Fifty years ago, Clement Greenberg claimed that Color Field painting was the be-all and end-all of Western civilization. For a few heady years, museums across the country gobbled up abstract canvases by such Washington painters as Leon Berkowitz, Gene Davis, Thomas Downing, Morris Louis, Howard Mehring and Kenneth Noland.
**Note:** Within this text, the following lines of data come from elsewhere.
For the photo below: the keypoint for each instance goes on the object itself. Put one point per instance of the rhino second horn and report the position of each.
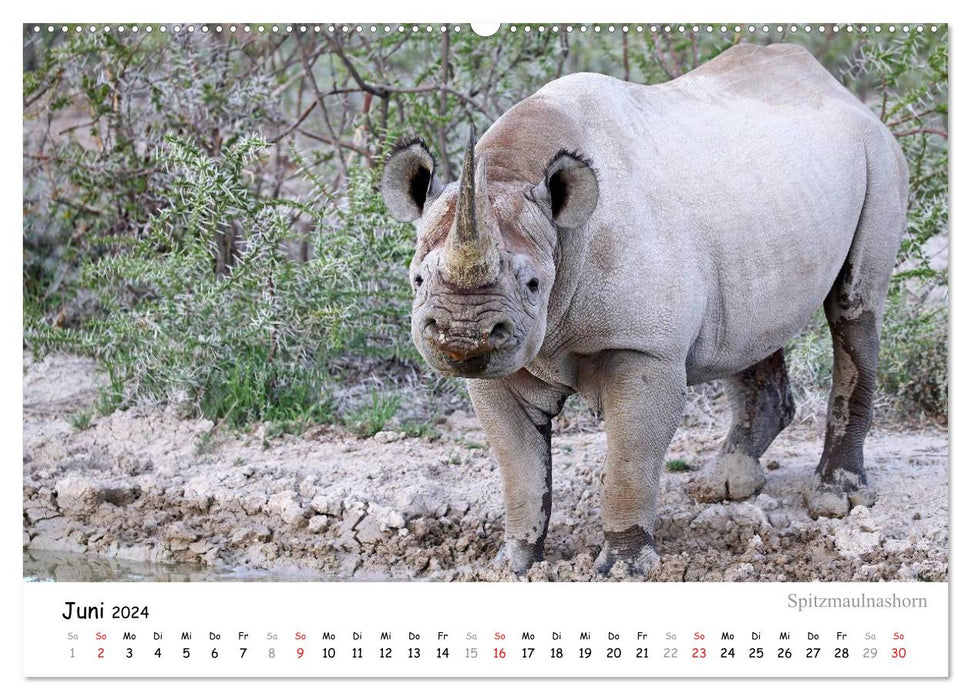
(471, 256)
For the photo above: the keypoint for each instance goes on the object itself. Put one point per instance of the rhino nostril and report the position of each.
(501, 332)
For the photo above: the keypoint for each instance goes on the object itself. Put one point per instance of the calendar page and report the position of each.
(513, 350)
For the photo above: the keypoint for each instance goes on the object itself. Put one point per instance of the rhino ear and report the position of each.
(569, 191)
(409, 183)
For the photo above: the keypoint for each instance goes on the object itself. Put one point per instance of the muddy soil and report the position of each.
(146, 486)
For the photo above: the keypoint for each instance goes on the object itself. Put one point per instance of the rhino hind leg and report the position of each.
(762, 406)
(840, 481)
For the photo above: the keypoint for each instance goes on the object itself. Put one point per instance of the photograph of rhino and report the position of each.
(571, 304)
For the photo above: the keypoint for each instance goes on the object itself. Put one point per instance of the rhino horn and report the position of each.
(471, 255)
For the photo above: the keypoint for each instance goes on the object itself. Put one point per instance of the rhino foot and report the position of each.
(518, 556)
(632, 548)
(836, 500)
(731, 476)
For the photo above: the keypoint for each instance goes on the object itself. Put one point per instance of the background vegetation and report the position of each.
(201, 211)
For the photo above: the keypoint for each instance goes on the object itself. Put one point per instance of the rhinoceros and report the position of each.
(624, 241)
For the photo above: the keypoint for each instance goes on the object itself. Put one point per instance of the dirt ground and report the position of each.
(147, 487)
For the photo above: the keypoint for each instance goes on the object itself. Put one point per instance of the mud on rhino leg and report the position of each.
(762, 406)
(643, 403)
(516, 414)
(840, 481)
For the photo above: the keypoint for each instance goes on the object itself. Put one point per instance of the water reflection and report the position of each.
(67, 566)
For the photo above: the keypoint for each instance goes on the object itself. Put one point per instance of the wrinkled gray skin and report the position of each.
(624, 241)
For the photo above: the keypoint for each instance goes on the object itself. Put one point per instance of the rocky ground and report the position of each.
(146, 487)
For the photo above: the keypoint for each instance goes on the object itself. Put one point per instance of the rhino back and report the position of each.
(729, 200)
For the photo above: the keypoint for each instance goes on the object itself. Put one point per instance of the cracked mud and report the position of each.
(146, 488)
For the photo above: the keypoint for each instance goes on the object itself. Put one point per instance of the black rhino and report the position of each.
(625, 241)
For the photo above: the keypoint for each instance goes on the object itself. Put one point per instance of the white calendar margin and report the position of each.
(486, 610)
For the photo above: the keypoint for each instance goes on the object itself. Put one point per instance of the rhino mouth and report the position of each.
(493, 364)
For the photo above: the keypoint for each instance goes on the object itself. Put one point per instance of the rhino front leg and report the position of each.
(516, 414)
(643, 403)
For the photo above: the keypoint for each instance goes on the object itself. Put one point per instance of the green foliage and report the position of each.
(372, 416)
(81, 420)
(677, 465)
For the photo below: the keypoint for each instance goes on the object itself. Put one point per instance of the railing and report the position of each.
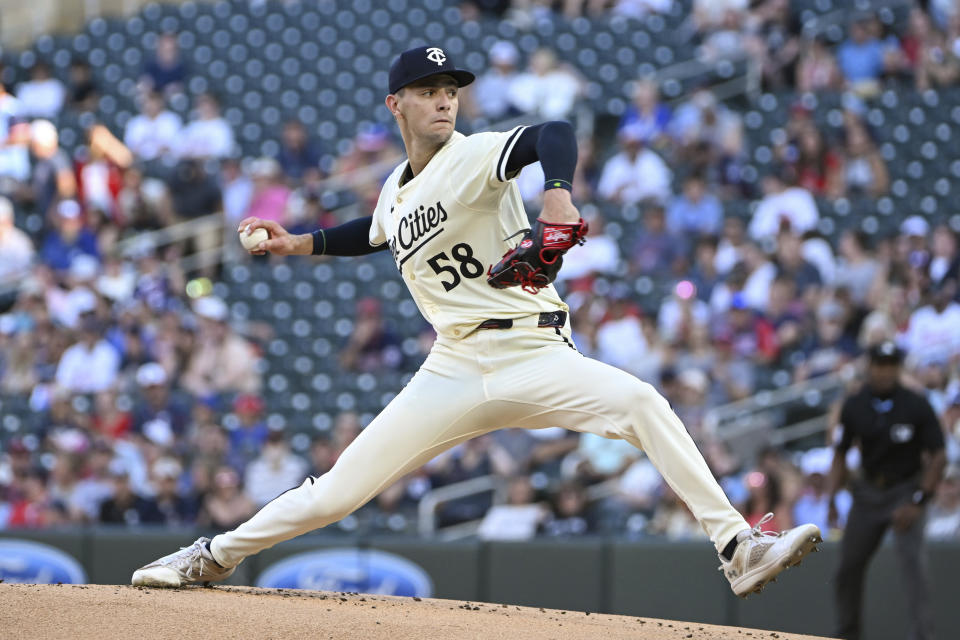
(740, 423)
(431, 501)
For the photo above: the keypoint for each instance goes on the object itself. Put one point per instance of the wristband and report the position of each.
(557, 183)
(319, 242)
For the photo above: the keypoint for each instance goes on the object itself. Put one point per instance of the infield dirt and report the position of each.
(107, 612)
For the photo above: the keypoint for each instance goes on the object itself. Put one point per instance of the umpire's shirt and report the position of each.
(892, 431)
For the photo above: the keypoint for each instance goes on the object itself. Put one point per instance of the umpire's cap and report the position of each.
(416, 64)
(886, 352)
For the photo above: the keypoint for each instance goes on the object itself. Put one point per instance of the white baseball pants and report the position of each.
(525, 377)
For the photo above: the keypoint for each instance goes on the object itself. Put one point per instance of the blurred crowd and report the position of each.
(148, 404)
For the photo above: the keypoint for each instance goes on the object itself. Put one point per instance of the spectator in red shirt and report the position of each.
(748, 333)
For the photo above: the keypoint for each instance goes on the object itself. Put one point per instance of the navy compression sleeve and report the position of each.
(554, 144)
(348, 239)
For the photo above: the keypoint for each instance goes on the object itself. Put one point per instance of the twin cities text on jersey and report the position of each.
(414, 226)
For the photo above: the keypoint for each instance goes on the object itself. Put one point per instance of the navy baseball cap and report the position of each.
(886, 352)
(419, 63)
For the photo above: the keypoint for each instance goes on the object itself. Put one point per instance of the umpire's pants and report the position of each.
(869, 519)
(524, 377)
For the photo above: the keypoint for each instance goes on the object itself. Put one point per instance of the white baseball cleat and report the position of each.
(188, 566)
(760, 556)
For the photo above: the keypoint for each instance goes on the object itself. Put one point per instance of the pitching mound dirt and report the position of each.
(106, 612)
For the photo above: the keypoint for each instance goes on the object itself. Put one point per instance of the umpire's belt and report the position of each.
(546, 319)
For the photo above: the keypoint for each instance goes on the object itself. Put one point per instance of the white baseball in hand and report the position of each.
(251, 239)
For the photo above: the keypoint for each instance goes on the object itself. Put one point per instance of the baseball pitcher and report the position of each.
(452, 217)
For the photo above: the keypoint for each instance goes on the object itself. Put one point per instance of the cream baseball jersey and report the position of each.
(451, 222)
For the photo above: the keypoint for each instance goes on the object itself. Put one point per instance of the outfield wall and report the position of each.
(676, 581)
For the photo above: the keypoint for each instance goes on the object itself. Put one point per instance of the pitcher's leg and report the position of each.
(430, 415)
(587, 395)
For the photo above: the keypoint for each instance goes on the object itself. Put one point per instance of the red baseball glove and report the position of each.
(535, 262)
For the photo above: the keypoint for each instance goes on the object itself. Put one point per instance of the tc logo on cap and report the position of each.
(436, 54)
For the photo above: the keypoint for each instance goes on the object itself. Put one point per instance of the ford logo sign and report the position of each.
(35, 563)
(359, 570)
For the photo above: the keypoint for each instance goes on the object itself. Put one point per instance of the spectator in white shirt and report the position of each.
(14, 136)
(41, 96)
(491, 98)
(274, 471)
(933, 336)
(208, 135)
(154, 132)
(16, 249)
(620, 338)
(634, 174)
(602, 257)
(784, 206)
(90, 365)
(516, 520)
(547, 90)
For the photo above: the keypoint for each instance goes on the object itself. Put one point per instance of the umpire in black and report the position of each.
(902, 460)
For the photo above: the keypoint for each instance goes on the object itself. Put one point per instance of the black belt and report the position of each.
(883, 481)
(547, 319)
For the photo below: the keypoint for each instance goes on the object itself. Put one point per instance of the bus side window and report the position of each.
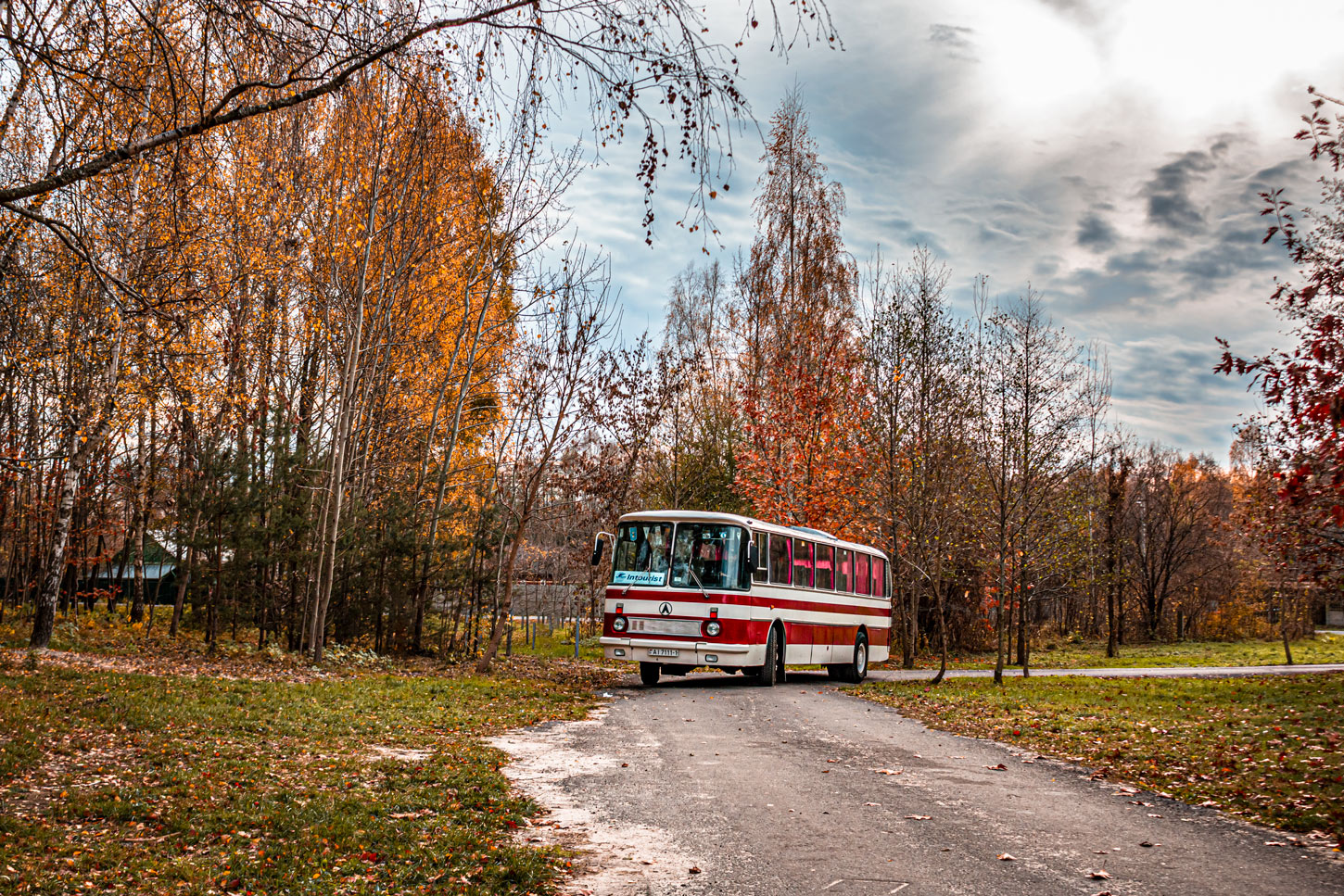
(826, 567)
(801, 563)
(780, 559)
(762, 558)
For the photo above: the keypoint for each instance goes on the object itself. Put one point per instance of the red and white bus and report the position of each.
(692, 588)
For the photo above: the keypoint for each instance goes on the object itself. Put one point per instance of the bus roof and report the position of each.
(750, 523)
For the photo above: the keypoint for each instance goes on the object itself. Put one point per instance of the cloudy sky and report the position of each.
(1109, 153)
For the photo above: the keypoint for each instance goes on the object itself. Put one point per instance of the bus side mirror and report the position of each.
(597, 547)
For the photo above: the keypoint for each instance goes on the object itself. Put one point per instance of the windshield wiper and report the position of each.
(691, 570)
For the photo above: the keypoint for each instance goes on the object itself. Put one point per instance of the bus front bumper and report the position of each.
(689, 653)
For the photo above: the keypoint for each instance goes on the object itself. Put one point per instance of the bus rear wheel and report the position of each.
(856, 669)
(650, 674)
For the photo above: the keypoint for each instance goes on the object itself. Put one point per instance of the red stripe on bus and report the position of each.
(758, 600)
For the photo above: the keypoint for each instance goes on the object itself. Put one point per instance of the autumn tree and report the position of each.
(916, 358)
(1302, 387)
(803, 456)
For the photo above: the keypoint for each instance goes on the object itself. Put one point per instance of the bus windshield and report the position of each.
(707, 555)
(642, 551)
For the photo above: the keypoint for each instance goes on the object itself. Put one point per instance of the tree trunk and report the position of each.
(140, 522)
(44, 614)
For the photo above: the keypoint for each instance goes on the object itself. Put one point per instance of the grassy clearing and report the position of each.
(558, 644)
(193, 785)
(1265, 749)
(1092, 654)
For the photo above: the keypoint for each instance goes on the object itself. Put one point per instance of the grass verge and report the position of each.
(1092, 654)
(193, 785)
(1263, 749)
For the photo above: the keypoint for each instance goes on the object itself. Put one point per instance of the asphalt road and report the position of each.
(1138, 672)
(708, 785)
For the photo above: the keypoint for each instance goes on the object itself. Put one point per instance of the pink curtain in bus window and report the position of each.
(803, 563)
(860, 574)
(826, 566)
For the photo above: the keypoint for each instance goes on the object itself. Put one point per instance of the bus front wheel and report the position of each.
(650, 674)
(769, 672)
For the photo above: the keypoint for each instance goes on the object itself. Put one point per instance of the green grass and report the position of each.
(558, 644)
(195, 785)
(1266, 749)
(1092, 654)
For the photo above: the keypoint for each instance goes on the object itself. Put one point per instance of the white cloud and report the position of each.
(1000, 133)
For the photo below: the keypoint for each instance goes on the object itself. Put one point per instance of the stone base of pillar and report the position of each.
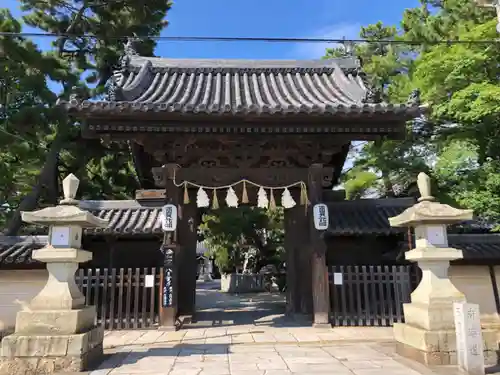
(60, 322)
(435, 348)
(205, 277)
(46, 354)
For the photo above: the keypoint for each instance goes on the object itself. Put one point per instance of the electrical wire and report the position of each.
(250, 39)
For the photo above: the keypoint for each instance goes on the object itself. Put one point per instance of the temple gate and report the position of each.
(196, 122)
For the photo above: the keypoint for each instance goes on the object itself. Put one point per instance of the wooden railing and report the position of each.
(121, 296)
(370, 295)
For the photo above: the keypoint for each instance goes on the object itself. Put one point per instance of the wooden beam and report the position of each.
(214, 177)
(320, 286)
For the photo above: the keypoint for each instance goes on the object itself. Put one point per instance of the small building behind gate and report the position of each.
(369, 277)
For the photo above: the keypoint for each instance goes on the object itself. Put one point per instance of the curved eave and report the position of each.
(101, 109)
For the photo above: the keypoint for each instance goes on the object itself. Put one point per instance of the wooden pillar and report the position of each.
(188, 237)
(320, 287)
(291, 278)
(169, 249)
(298, 258)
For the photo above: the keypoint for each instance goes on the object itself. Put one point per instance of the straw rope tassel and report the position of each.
(186, 194)
(244, 195)
(272, 202)
(215, 201)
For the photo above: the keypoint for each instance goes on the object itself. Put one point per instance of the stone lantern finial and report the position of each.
(70, 188)
(424, 186)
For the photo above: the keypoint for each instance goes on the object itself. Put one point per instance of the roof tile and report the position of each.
(322, 87)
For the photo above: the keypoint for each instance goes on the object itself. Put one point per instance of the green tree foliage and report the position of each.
(457, 142)
(85, 63)
(231, 233)
(26, 112)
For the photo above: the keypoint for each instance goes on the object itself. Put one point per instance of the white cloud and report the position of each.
(305, 50)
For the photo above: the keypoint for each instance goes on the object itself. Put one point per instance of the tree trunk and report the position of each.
(45, 178)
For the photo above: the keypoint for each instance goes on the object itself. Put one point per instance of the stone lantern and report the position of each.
(428, 334)
(56, 331)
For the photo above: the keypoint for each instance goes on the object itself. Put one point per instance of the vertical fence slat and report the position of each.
(343, 295)
(137, 287)
(120, 300)
(88, 286)
(112, 320)
(351, 296)
(370, 295)
(390, 296)
(144, 317)
(374, 299)
(128, 302)
(105, 303)
(398, 272)
(153, 293)
(366, 282)
(97, 285)
(357, 281)
(381, 300)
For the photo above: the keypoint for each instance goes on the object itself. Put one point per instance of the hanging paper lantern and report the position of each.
(272, 202)
(186, 194)
(202, 199)
(215, 201)
(262, 201)
(231, 198)
(287, 200)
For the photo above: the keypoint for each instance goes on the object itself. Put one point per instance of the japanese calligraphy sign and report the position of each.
(470, 354)
(169, 218)
(320, 214)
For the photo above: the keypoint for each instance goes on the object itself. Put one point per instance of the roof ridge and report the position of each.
(200, 64)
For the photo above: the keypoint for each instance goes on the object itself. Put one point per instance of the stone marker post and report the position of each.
(428, 334)
(470, 352)
(56, 331)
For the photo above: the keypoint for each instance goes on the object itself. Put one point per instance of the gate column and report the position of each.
(320, 287)
(165, 177)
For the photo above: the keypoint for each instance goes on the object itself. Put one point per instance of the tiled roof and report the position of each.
(476, 246)
(125, 217)
(366, 216)
(18, 249)
(239, 87)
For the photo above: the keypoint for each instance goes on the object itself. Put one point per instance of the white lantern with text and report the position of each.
(320, 215)
(169, 218)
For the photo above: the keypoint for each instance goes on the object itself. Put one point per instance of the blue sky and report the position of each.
(271, 18)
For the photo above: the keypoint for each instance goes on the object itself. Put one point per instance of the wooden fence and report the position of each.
(121, 297)
(370, 295)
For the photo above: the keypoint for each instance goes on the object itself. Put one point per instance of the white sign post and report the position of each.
(320, 214)
(470, 355)
(169, 218)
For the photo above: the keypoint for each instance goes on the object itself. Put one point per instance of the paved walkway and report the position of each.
(251, 336)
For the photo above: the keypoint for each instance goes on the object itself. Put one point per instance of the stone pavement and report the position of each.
(247, 335)
(249, 359)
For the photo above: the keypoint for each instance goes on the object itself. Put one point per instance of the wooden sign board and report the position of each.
(150, 194)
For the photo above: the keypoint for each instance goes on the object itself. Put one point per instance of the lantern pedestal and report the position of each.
(56, 331)
(428, 334)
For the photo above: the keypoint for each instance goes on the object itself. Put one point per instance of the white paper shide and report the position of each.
(60, 236)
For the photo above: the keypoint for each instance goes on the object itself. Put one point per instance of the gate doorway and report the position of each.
(370, 295)
(122, 297)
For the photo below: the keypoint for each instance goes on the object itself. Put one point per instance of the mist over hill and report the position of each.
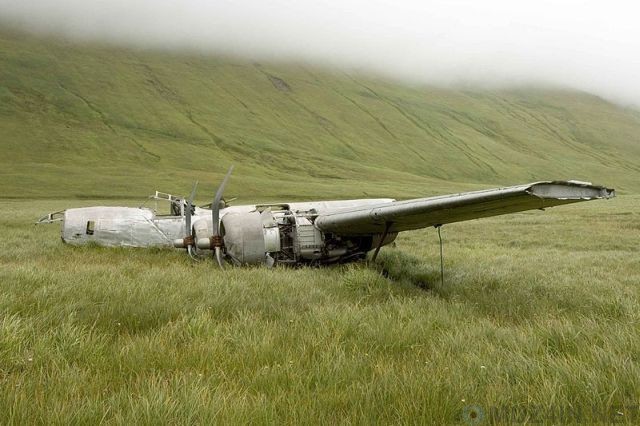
(95, 121)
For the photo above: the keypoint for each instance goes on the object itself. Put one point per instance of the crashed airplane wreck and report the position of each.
(319, 232)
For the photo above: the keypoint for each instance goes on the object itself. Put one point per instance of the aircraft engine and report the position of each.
(250, 237)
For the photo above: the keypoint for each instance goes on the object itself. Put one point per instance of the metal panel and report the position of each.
(423, 212)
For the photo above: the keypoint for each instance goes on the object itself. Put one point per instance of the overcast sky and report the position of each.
(589, 45)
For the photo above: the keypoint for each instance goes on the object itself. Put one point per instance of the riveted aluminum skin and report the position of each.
(423, 212)
(244, 237)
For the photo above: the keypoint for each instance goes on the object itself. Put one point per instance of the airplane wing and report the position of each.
(423, 212)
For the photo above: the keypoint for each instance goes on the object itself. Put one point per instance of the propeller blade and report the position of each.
(187, 221)
(215, 205)
(219, 257)
(193, 192)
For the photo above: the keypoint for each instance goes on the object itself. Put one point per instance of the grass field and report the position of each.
(538, 320)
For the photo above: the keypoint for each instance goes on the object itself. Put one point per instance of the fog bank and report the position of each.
(588, 45)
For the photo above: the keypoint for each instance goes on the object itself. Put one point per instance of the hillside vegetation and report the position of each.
(537, 321)
(91, 121)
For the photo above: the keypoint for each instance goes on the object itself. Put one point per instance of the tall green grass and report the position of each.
(537, 320)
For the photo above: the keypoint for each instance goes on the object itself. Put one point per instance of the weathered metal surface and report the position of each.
(308, 232)
(424, 212)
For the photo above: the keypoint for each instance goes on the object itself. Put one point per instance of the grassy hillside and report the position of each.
(82, 121)
(537, 321)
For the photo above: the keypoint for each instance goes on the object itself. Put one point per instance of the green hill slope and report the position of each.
(95, 121)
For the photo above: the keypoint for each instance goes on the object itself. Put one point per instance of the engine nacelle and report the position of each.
(249, 237)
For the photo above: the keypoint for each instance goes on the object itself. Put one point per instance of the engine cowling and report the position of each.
(249, 237)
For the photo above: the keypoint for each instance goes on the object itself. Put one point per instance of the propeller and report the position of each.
(216, 239)
(189, 239)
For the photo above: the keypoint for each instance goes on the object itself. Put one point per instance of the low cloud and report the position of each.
(587, 45)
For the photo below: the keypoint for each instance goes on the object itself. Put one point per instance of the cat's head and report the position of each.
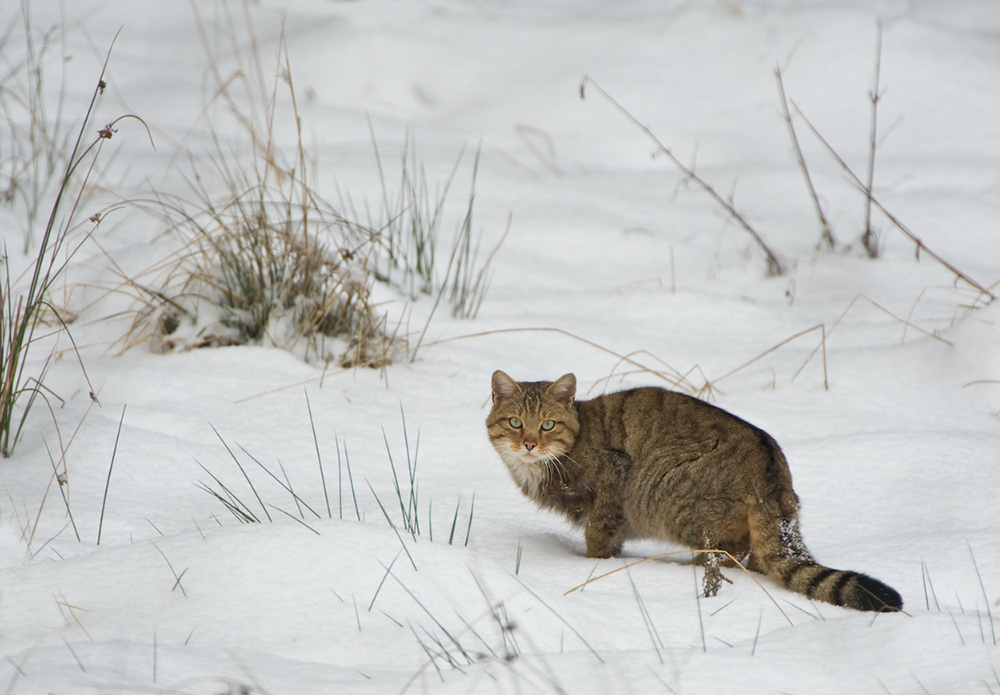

Critics who disagreed with Greenberg quickly took issue with the far-fetched claims he made about this type of painting. The tide quickly turned as Pop, Minimalism, and Conceptualism rose to prominence, leaving Color Field in the dust.

Then something strange happened. Art schools proliferated. Theory got trendy. Academics picked Greenberg out of the dustbin of history only to throw him back into it, with bombastic drama, all the better to pretend they had real power. The art Greenberg celebrated got buried by the semesterly reenactments of his slaying.

A couple of generations later, such L.A. painters as Linda Besemer, Ingrid Calame and Monique Prieto looked back, with fresh eyes, at works by the Washington School. The optimistic possibilities and free-wheeling hedonism they saw in Color Field painting became a potent source for their own exuberantly charged and ambitiously original works.

Their revisionist view is given physical form by the 14 airy paintings in “The Washingon School,” whose crisp simplicity is sensuous and stimulating, as pleasurable as the day they were made — and maybe even more refreshing.